After my brain calms down I use the tiniest part of it that isn't in shock to remind myself to breathe. It isn't until the last chorus of the girl's song that my paralysis neutralizes. And finally I can hear what she is singing.
"So make a wish on a shooting star or a clover."
She sings in this voice that resonates through my whole body.
"Any time when you're falling hard then it's over."
She looks over at me and the light in her eyes as they connect with mine makes me feel like she is singing only to me.
"So take a risk and look in my direction."
I can feel my cheeks catch fire.
"Make a wish, it's 11:11."
The song ends. And with it, I think, any semblance of reason I thought my life could ever achieve. This is it. And I'm not ready.
The audience claps politely and the girl stands up. She looks at me. The second she moves she turns slightly toward me and I run out of the place. The fear of her coming up to speak to me is too much. I run down the street and to my car. I'm not quite able to breathe when I reach it. I just sort of collapse onto the hood of my car and close my eyes. After a few moments I feel the weight of my car shift. I sit upright and turn to face the other direction.
And there she is, sitting cross legged on the trunk of my car, guitar in her lap. I don't think she knows that I see her there. I close my eyes and slowly, quietly, lay back down, wondering what is going to happen. Suddenly I can hear the strings of the guitar being picked ever so gently.

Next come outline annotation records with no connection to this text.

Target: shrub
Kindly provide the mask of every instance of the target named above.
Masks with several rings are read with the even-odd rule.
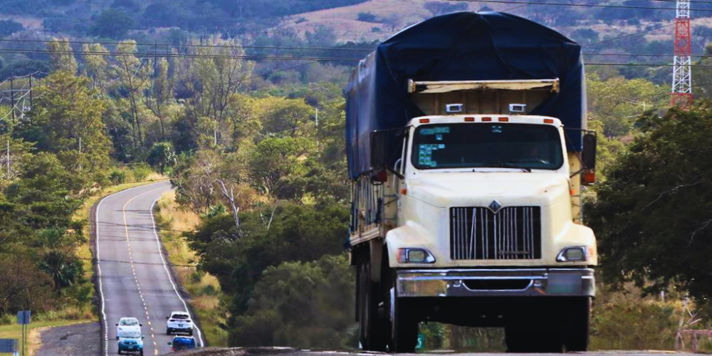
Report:
[[[109,180],[110,180],[111,184],[114,185],[119,185],[125,183],[126,172],[120,169],[114,169],[109,174]]]
[[[356,16],[356,19],[364,22],[378,22],[378,18],[376,17],[376,15],[370,12],[360,12]]]
[[[146,180],[148,176],[153,173],[151,168],[145,164],[139,164],[134,167],[133,169],[134,182],[142,182]]]

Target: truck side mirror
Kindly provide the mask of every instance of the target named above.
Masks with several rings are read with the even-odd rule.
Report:
[[[371,132],[371,168],[380,169],[385,168],[386,145],[387,133],[384,131]]]
[[[587,133],[583,135],[583,152],[581,161],[584,169],[581,183],[590,185],[596,182],[596,135]]]
[[[583,135],[583,152],[582,152],[583,168],[596,169],[596,135],[587,133]]]

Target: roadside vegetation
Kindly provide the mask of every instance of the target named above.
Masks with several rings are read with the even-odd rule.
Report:
[[[220,327],[226,320],[225,309],[221,304],[224,295],[220,283],[214,276],[196,268],[198,257],[182,236],[183,232],[197,227],[200,216],[179,206],[174,191],[163,194],[155,214],[163,246],[182,287],[190,295],[187,301],[200,322],[207,344],[227,346],[227,332]]]

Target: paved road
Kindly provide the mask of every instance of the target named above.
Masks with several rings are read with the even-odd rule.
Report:
[[[694,356],[696,354],[674,352],[671,351],[594,351],[591,352],[575,352],[570,354],[516,354],[508,353],[508,356],[577,355],[582,356],[665,356],[671,353],[676,356]],[[503,353],[466,353],[452,351],[438,351],[434,352],[419,352],[417,354],[384,354],[382,352],[358,352],[355,351],[306,351],[289,348],[269,347],[234,347],[231,349],[209,348],[194,352],[185,352],[181,356],[388,356],[389,355],[417,355],[418,356],[502,356]]]
[[[152,214],[155,201],[169,189],[167,182],[155,183],[110,195],[97,206],[104,355],[117,354],[115,324],[122,317],[137,318],[143,324],[145,355],[169,352],[172,337],[165,333],[166,317],[173,310],[187,310],[165,266]]]

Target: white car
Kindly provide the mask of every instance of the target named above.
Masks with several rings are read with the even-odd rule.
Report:
[[[166,334],[186,333],[189,335],[193,335],[193,320],[190,320],[190,314],[184,311],[174,311],[166,318],[168,319],[166,322]]]
[[[135,318],[122,318],[116,323],[116,335],[120,335],[129,330],[138,331],[140,334],[142,326],[143,324],[140,323]]]

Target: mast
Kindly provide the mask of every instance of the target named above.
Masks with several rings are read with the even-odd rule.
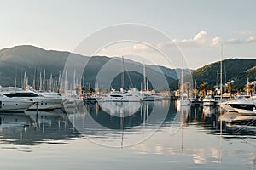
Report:
[[[182,70],[181,70],[181,81],[180,81],[180,86],[181,86],[181,89],[180,89],[180,95],[181,95],[181,100],[183,100],[183,65],[184,65],[184,58],[183,57],[182,59]]]
[[[124,60],[124,56],[122,56],[122,59],[123,59],[122,88],[125,89],[125,60]]]
[[[222,58],[223,58],[223,45],[220,45],[220,99],[222,99]]]
[[[144,91],[146,92],[147,88],[146,88],[146,67],[145,67],[145,64],[143,65],[143,78],[144,78]]]
[[[249,95],[249,78],[247,77],[247,95]]]

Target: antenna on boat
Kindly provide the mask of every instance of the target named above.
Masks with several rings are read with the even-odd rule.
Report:
[[[223,44],[220,44],[220,99],[222,99],[222,58],[223,58]]]
[[[125,89],[125,60],[124,60],[124,56],[122,56],[122,59],[123,59],[122,88]]]

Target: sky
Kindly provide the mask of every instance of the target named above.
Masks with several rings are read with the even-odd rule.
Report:
[[[86,50],[78,50],[83,48],[84,40],[90,40],[94,42],[85,43],[88,46],[84,48],[96,49],[93,54],[124,55],[168,67],[181,67],[183,57],[187,61],[185,67],[196,69],[219,60],[222,44],[223,59],[256,59],[256,1],[253,0],[0,0],[0,48],[30,44],[91,55]],[[136,29],[145,29],[145,32],[133,28],[133,32],[129,31],[129,26],[128,29],[125,27],[127,23],[139,26]],[[110,29],[108,35],[105,32],[101,37],[102,31],[123,25],[124,27]],[[126,39],[110,40],[113,37]],[[106,43],[100,44],[101,42]]]

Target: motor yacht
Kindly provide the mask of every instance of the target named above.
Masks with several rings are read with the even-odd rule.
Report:
[[[45,97],[32,91],[8,91],[2,94],[12,99],[23,99],[32,101],[33,105],[29,110],[54,110],[62,105],[61,99]]]

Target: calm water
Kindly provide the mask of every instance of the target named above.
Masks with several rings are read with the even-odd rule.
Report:
[[[66,109],[0,114],[1,169],[256,169],[255,123],[220,122],[214,107]]]

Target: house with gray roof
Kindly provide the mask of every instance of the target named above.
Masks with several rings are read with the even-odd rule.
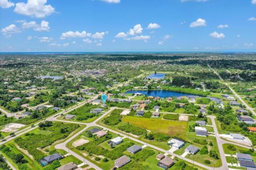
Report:
[[[199,124],[199,125],[206,125],[206,123],[205,121],[196,121],[196,123]]]
[[[185,152],[187,152],[189,154],[196,154],[198,151],[198,148],[193,145],[189,145],[188,147],[185,148]]]
[[[115,160],[115,167],[119,168],[131,162],[131,159],[124,155]]]
[[[142,147],[141,147],[140,146],[138,146],[138,145],[133,145],[131,146],[131,147],[127,149],[127,150],[133,154],[134,154],[138,151],[142,150]]]
[[[39,162],[43,165],[45,166],[51,164],[55,160],[60,160],[62,158],[62,156],[58,153],[55,153],[50,156],[46,156],[39,160]]]
[[[67,115],[65,116],[65,118],[67,119],[73,119],[75,116],[73,115]]]

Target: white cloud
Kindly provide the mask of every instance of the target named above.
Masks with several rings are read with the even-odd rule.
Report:
[[[143,28],[141,24],[137,24],[133,27],[133,29],[130,29],[127,33],[131,36],[134,36],[136,34],[141,33],[142,32]]]
[[[115,36],[115,37],[124,38],[127,37],[127,34],[126,34],[124,32],[119,32]]]
[[[104,36],[107,34],[108,32],[96,32],[92,36],[93,38],[95,39],[102,39],[104,38]]]
[[[18,14],[35,18],[44,18],[55,12],[51,5],[45,5],[47,0],[28,0],[27,3],[15,4],[14,11]]]
[[[121,2],[121,0],[100,0],[100,1],[107,2],[108,3],[113,3],[113,4],[119,3]]]
[[[83,42],[86,42],[86,43],[92,43],[92,41],[91,40],[90,40],[89,38],[83,39]]]
[[[51,43],[49,46],[58,46],[58,47],[60,47],[60,46],[61,46],[61,44],[57,44],[57,43]]]
[[[214,31],[210,34],[210,36],[212,37],[218,39],[221,39],[225,38],[225,35],[223,33],[219,33],[216,31]]]
[[[45,21],[42,21],[40,27],[34,29],[37,31],[49,31],[50,30],[49,22]]]
[[[21,31],[16,27],[15,24],[11,24],[1,30],[1,32],[6,37],[11,37],[11,34],[19,33]]]
[[[195,1],[195,2],[206,2],[208,1],[209,0],[181,0],[182,2],[188,2],[188,1]]]
[[[147,40],[150,39],[150,36],[141,35],[140,36],[132,37],[131,39],[134,40]]]
[[[52,40],[53,38],[50,38],[50,37],[43,37],[41,38],[39,38],[39,42],[49,42]]]
[[[253,43],[250,43],[250,44],[245,43],[244,44],[244,46],[246,48],[251,48],[252,46],[253,46],[253,45],[254,45]]]
[[[197,20],[196,20],[196,21],[190,23],[189,27],[193,28],[202,26],[206,26],[206,21],[204,19],[199,18],[197,19]]]
[[[0,0],[0,6],[3,8],[9,8],[14,6],[14,3],[8,0]]]
[[[171,36],[171,35],[165,35],[165,36],[164,36],[164,40],[167,40],[168,39],[170,39],[172,37],[172,36]]]
[[[161,28],[161,26],[158,25],[157,23],[150,23],[150,24],[148,24],[148,27],[147,27],[147,29],[157,29],[157,28]]]
[[[42,21],[40,25],[38,24],[36,21],[25,22],[22,23],[21,27],[24,29],[33,28],[37,31],[50,31],[49,22],[45,21]]]
[[[68,31],[66,32],[63,32],[61,34],[61,36],[60,37],[60,39],[65,39],[67,38],[83,38],[85,37],[90,37],[91,36],[91,33],[87,33],[85,31],[83,31],[82,32],[80,32],[79,31]]]
[[[218,28],[228,28],[229,26],[228,26],[228,24],[224,24],[224,25],[219,25],[218,26]]]
[[[160,41],[158,42],[158,45],[162,45],[164,44],[164,41]]]
[[[248,19],[249,21],[255,21],[256,20],[256,18],[254,17],[251,17]]]

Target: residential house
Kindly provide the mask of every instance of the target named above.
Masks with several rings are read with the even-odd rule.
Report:
[[[124,155],[115,160],[115,167],[119,168],[131,162],[131,159]]]
[[[31,113],[32,113],[29,112],[25,112],[22,114],[22,115],[25,116],[29,116],[30,115],[31,115]]]
[[[199,151],[199,149],[193,145],[189,145],[185,148],[185,152],[189,154],[195,155]]]
[[[169,157],[166,157],[157,163],[157,166],[164,169],[168,169],[173,164],[174,162]]]
[[[164,156],[164,154],[159,154],[156,156],[156,159],[160,160],[164,159],[165,157],[165,156]]]
[[[115,146],[118,144],[123,142],[123,139],[121,137],[117,137],[116,138],[114,138],[108,141],[108,143],[112,144],[113,146]]]
[[[237,153],[236,157],[241,166],[246,168],[256,168],[256,165],[250,155]]]
[[[203,126],[206,125],[206,123],[205,122],[205,121],[196,121],[196,123],[199,124],[199,125],[203,125]]]
[[[57,170],[75,170],[77,168],[77,165],[70,162],[57,168]]]
[[[106,132],[103,130],[101,130],[100,131],[98,131],[95,133],[95,134],[96,134],[97,137],[98,137],[99,138],[101,138],[104,137],[105,135],[106,135],[107,132]]]
[[[45,166],[51,164],[55,160],[60,160],[62,158],[62,156],[58,153],[55,153],[50,156],[46,156],[39,160],[39,162],[43,165]]]
[[[152,114],[152,117],[158,118],[160,116],[160,113],[158,112],[154,112]]]
[[[135,144],[127,149],[127,150],[129,152],[133,154],[136,154],[141,150],[142,150],[142,147],[141,147],[140,146]]]
[[[73,115],[66,115],[65,117],[67,119],[73,119],[75,116]]]
[[[185,142],[181,140],[173,138],[170,141],[168,141],[168,144],[170,145],[172,147],[175,147],[177,149],[180,149],[185,144]]]
[[[138,111],[137,113],[136,114],[136,115],[139,116],[143,116],[145,113],[145,112],[143,111],[143,110],[139,110],[139,111]]]

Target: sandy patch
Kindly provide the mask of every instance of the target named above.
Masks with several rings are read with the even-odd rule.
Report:
[[[79,146],[83,145],[84,143],[87,143],[89,142],[90,142],[90,141],[89,141],[88,140],[86,140],[86,139],[81,139],[76,140],[75,142],[74,142],[73,143],[72,143],[72,146],[74,147],[78,147]]]
[[[130,110],[124,110],[121,114],[121,115],[127,115],[130,113]]]
[[[17,131],[19,129],[25,126],[25,125],[19,123],[9,123],[1,130],[1,131],[9,133]]]
[[[188,121],[188,116],[180,115],[180,116],[179,116],[179,121],[187,122]]]

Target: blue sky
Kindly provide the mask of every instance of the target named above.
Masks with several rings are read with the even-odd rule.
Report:
[[[256,0],[0,0],[0,51],[256,52]]]

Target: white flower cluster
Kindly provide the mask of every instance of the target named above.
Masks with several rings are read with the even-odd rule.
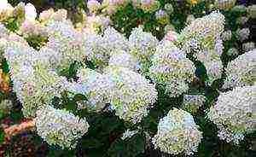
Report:
[[[240,41],[247,40],[250,36],[250,30],[249,28],[242,28],[242,29],[237,29],[236,34],[238,37],[238,39]]]
[[[88,131],[85,119],[79,119],[68,111],[45,106],[37,111],[35,119],[38,134],[49,145],[74,148],[77,140]]]
[[[44,49],[36,51],[18,42],[6,44],[4,56],[10,66],[10,77],[14,90],[22,103],[23,114],[34,117],[37,109],[49,103],[54,96],[60,96],[67,83],[65,78],[49,71],[50,57]]]
[[[127,138],[132,137],[134,135],[137,134],[138,131],[130,131],[129,129],[125,131],[125,132],[123,133],[123,136],[121,137],[122,140],[125,140]]]
[[[140,61],[147,61],[154,54],[158,40],[150,32],[143,32],[142,27],[134,28],[129,37],[131,54]]]
[[[221,78],[223,65],[220,56],[224,49],[224,37],[221,34],[224,27],[224,16],[218,12],[212,12],[191,21],[178,38],[182,49],[186,53],[192,53],[196,60],[204,64],[209,84]],[[230,36],[230,32],[227,36]]]
[[[253,50],[255,48],[256,48],[256,45],[255,45],[254,42],[248,42],[248,43],[242,44],[242,50],[244,52],[248,52],[250,50]]]
[[[229,49],[227,55],[230,56],[236,56],[239,55],[239,51],[236,48],[230,48]]]
[[[88,101],[81,102],[81,105],[90,111],[101,111],[110,102],[108,96],[113,88],[113,83],[106,76],[90,69],[81,69],[78,76],[82,88],[78,91],[88,96]]]
[[[215,0],[215,6],[218,9],[229,10],[236,4],[236,0]]]
[[[162,25],[166,25],[169,22],[168,14],[162,9],[160,9],[157,12],[155,12],[155,19],[158,20],[159,23]]]
[[[218,12],[194,20],[181,32],[181,45],[188,53],[191,49],[214,49],[224,27],[224,16]],[[218,53],[218,52],[217,52]]]
[[[148,109],[157,99],[154,84],[125,67],[109,67],[104,74],[114,84],[108,96],[116,115],[134,124],[148,115]]]
[[[228,64],[225,70],[227,78],[224,89],[253,85],[256,78],[256,49],[239,55]]]
[[[198,109],[203,106],[206,102],[206,96],[203,95],[184,95],[182,108],[183,110],[195,113]]]
[[[245,133],[255,131],[256,86],[236,87],[221,93],[207,117],[219,129],[218,137],[239,143]]]
[[[186,58],[185,53],[168,40],[156,47],[149,69],[152,78],[166,84],[167,93],[173,97],[187,91],[195,71],[193,62]]]
[[[0,102],[0,113],[8,113],[13,108],[13,102],[5,99]]]
[[[212,84],[215,79],[220,78],[223,70],[223,64],[220,59],[220,55],[215,50],[201,51],[195,55],[197,60],[201,61],[208,76],[208,83]]]
[[[127,67],[110,66],[102,74],[82,69],[78,76],[79,83],[67,89],[87,96],[88,101],[80,102],[82,108],[99,112],[108,103],[117,116],[134,124],[148,115],[157,98],[154,85]]]
[[[142,9],[144,12],[154,12],[160,8],[160,2],[157,0],[132,0],[134,7]]]
[[[135,56],[124,50],[112,52],[108,61],[109,66],[127,67],[133,71],[137,70],[137,63],[138,61]]]
[[[221,35],[222,40],[223,41],[228,41],[230,40],[232,38],[232,32],[230,30],[227,30],[224,32]]]
[[[121,7],[125,6],[129,0],[103,0],[102,7],[104,7],[104,11],[109,15],[116,13],[116,11]]]
[[[171,154],[193,154],[197,151],[202,133],[194,122],[193,116],[174,108],[160,120],[157,134],[152,142],[155,148]]]

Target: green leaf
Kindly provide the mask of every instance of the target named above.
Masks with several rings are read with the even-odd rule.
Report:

Her voice permeates my skin and settles in my veins.
"Hey there, princess. You look like someone I wanna know. Hey there, princess. Is there somewhere you wanna go? I'll take you anywhere as long as you stay. Hey there, princess. Why don't you come over here and play?"
A small laugh escapes my mouth. I breathe deeply in.
"I just wrote that," she says. I'm impressed but I can't bring myself to give up my game of playing dead. "For you," she continues. If I could just die right here, right now, I would. "I know you can hear me," she states matter-of-factly. I picture a small smirk clinging to her lips. But still I don't respond.
My mind goes frantic, searching for some sort of way to get out of this situation. The guitar starts up again. Louder this time.
"Why won't she say hello?" That voice again. "I just don't know. Time to give up. I think I'll go." The weight of my car shifts again and I know she has given me an out. And after all that inner turmoil... I don't know why, but I decide not to take it.
"Don't go," I whisper as I exhale the breath I've been holding for way too long. I consider hitting myself in the head. I open my eyes and sit up. There she stands, right in front of me, holding onto her guitar by its neck.
"She speaks," she says. "Well," she corrects herself, "she whispers."
"Hi," I respond, still too flustered to come up with anything else.